Arlen knew there was an art to navigating human politics. Had he cared to master it, perhaps he might have spared a thought for making allies among his fellow councillors. But he was ancient, and stubborn. Seated among them only at his cousin, the king’s, insistence, a concession born of the fragile treaty struck between the human kingdoms and the long-standing elven territories.
It was hardly a mystery why his foolhardy cousin thought him fit for the role. Arlen’s mother had been human, though he was raised in the Northern lands by his father. The truth of his half-blood was buried beneath the weight of his family’s name, yet no lineage could soften the silence that trailed him into adulthood—the unspoken judgment, the subtle glances toward ears not quite as pointed as they should have been. He never knew much of his mother, nor cared to ask; he could only assume that whatever disaster had ended their union accounted for the disdain his father carried toward humankind. Arlen wore that disdain as his own, letting it sour his opinion of humans long before he ever took his seat at the council.
Peace had been won after his cousin’s rise to power, but it was brittle, paid for in sacrifices on both sides. Now, with war quieted, Arlen found himself lending counsel in matters of defense and strategy—skills sharpened over centuries, but wasted, he thought, on a chamber so full of posturing. The council was meant to be comprised of the finest minds of both peoples. Instead, he found little more than simmering hostility dressed in courtesy.

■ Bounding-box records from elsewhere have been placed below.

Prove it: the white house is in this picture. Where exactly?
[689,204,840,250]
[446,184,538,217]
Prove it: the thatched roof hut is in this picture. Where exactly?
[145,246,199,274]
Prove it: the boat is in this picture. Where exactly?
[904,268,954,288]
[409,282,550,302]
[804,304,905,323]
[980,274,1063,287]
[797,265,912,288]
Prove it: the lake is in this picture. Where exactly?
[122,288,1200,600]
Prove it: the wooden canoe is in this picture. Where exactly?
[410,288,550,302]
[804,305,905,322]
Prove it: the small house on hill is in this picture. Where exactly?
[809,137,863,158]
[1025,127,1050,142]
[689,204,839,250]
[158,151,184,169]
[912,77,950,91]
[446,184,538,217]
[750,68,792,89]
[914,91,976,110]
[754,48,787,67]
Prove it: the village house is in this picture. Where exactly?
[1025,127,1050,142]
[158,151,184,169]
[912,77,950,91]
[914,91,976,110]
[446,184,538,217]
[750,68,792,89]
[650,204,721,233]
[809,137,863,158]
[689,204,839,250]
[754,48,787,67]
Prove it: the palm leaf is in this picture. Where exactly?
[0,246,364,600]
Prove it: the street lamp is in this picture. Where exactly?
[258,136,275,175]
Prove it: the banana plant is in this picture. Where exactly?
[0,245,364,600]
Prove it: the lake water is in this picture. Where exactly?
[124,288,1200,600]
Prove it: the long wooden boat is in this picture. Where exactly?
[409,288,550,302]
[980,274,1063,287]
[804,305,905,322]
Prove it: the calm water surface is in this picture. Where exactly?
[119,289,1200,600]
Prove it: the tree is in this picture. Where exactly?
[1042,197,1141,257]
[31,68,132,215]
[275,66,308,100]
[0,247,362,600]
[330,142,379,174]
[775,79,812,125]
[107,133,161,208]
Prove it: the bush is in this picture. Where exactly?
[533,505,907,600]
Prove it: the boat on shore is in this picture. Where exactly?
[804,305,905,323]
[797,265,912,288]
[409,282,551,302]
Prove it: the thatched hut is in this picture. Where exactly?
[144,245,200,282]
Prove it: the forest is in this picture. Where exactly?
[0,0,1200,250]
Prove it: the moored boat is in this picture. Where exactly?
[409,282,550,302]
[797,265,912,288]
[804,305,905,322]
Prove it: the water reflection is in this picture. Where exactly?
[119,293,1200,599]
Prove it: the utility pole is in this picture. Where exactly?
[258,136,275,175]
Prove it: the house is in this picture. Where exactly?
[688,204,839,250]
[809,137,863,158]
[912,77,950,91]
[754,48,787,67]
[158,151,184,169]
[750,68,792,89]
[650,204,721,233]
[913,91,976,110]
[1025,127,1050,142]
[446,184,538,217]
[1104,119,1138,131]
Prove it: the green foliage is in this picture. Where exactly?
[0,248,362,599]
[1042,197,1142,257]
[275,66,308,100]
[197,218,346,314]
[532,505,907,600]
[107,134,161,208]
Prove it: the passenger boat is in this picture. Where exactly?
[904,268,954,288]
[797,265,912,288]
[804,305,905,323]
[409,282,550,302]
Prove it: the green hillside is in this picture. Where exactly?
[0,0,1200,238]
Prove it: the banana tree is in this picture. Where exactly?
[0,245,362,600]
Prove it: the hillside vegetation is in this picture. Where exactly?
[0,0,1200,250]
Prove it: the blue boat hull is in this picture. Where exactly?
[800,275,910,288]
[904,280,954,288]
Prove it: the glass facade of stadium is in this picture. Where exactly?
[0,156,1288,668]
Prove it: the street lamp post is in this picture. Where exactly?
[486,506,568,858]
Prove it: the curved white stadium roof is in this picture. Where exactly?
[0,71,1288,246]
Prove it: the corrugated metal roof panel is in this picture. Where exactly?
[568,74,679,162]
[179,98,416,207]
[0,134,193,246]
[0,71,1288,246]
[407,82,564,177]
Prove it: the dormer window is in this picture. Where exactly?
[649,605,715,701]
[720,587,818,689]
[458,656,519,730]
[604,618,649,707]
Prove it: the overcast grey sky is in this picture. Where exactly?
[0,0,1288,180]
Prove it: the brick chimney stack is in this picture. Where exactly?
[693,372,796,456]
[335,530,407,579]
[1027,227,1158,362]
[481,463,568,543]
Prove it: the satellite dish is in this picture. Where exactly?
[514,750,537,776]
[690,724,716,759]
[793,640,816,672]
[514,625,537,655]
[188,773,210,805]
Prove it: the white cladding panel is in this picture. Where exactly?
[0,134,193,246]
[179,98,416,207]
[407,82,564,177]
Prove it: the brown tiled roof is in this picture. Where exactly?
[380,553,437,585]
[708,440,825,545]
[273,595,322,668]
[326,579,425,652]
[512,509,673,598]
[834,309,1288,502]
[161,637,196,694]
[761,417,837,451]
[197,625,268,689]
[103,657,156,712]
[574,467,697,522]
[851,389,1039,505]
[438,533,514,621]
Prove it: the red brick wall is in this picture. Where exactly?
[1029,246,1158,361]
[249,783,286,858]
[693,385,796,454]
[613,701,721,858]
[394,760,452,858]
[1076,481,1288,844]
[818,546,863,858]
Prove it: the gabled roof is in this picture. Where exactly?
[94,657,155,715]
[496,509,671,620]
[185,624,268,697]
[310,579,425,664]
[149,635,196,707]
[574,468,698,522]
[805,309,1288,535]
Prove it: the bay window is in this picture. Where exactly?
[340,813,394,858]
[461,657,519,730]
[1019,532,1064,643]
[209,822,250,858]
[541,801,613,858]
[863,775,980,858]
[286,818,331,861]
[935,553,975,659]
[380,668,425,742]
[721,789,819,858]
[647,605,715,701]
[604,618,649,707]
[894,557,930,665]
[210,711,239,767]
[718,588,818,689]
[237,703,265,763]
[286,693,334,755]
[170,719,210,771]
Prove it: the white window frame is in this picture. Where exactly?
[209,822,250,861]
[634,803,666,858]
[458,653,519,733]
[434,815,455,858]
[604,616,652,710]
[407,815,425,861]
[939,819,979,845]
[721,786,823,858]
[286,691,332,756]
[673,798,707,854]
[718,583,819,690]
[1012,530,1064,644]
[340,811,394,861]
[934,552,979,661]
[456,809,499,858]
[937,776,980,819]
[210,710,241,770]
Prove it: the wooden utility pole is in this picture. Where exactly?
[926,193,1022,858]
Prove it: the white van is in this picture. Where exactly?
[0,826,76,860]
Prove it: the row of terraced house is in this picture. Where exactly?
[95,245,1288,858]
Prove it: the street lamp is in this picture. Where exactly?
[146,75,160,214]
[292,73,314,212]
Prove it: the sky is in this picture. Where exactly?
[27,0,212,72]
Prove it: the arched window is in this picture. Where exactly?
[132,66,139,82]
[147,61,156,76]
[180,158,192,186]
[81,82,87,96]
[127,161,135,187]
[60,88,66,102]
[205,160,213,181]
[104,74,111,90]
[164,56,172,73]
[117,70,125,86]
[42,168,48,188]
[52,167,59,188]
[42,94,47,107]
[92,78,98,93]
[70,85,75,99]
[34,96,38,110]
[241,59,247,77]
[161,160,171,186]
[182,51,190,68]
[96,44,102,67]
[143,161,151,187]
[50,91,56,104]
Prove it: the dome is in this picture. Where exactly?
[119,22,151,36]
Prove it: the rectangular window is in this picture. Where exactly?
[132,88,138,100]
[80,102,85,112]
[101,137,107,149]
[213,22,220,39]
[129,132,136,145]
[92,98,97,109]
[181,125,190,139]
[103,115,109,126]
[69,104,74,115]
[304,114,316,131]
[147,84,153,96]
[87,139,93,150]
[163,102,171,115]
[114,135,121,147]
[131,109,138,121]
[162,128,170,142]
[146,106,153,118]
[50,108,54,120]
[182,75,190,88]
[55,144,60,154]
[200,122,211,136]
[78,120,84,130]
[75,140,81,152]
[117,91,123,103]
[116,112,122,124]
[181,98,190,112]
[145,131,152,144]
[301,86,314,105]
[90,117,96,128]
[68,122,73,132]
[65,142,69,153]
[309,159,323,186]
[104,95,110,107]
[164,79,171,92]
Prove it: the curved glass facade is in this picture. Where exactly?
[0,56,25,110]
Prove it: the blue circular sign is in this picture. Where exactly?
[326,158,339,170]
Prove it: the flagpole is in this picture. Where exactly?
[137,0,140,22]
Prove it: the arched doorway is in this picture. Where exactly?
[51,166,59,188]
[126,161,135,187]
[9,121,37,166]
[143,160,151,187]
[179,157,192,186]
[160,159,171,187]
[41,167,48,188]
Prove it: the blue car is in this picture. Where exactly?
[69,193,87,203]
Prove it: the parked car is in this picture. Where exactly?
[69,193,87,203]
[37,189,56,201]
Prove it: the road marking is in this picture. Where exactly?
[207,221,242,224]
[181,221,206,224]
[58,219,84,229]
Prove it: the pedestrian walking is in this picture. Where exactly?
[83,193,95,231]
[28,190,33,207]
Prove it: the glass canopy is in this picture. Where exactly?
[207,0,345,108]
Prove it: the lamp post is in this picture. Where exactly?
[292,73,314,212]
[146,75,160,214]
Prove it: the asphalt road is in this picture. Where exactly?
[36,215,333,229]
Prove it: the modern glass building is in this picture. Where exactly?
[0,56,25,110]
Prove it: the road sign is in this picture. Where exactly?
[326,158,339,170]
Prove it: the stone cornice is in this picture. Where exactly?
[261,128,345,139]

His own presence preceded him, frustration announced long before he crossed a threshold. Yet not every human councillor grated against his patience. Primitive though most seemed, you were…an exception. Not exempt from scrutiny, but impossible to ignore. The ease with which you slipped between human and elven tempers, shaping tone, posture, and cadence to the moment—it was manipulative, yes, but the sort of manipulation he could admire. Perhaps even respect.
At times, he caught himself lingering too long on the sharpness of your wit, the precision with which you navigated snares others blundered into. It irritated him, how often he found himself almost looking forward to your voice cutting through the chamber’s endless bickering.
Arlen’s fingers curled around the stem of his goblet, swirling the wine before drawing it near. His gaze lingered on the parchments before him, requests for aid beyond his jurisdiction but within yours. Which was precisely why you sat across the table.
“Thank you for agreeing to my summons at such an hour, Counsellor {{user}},” he said at last, inclining his head. It was late by human reckoning, and he half expected you to refuse him. “I would have called on another of your kind, but they are prone to…apprehension. You, however, are not so easily unsettled.” He took a slow sip of wine, his gaze flicking toward you over the rim of the goblet. “Part of me wonders if peace between our peoples is possible at all. After all—kindling is never more than one spark from becoming an inferno, is it not?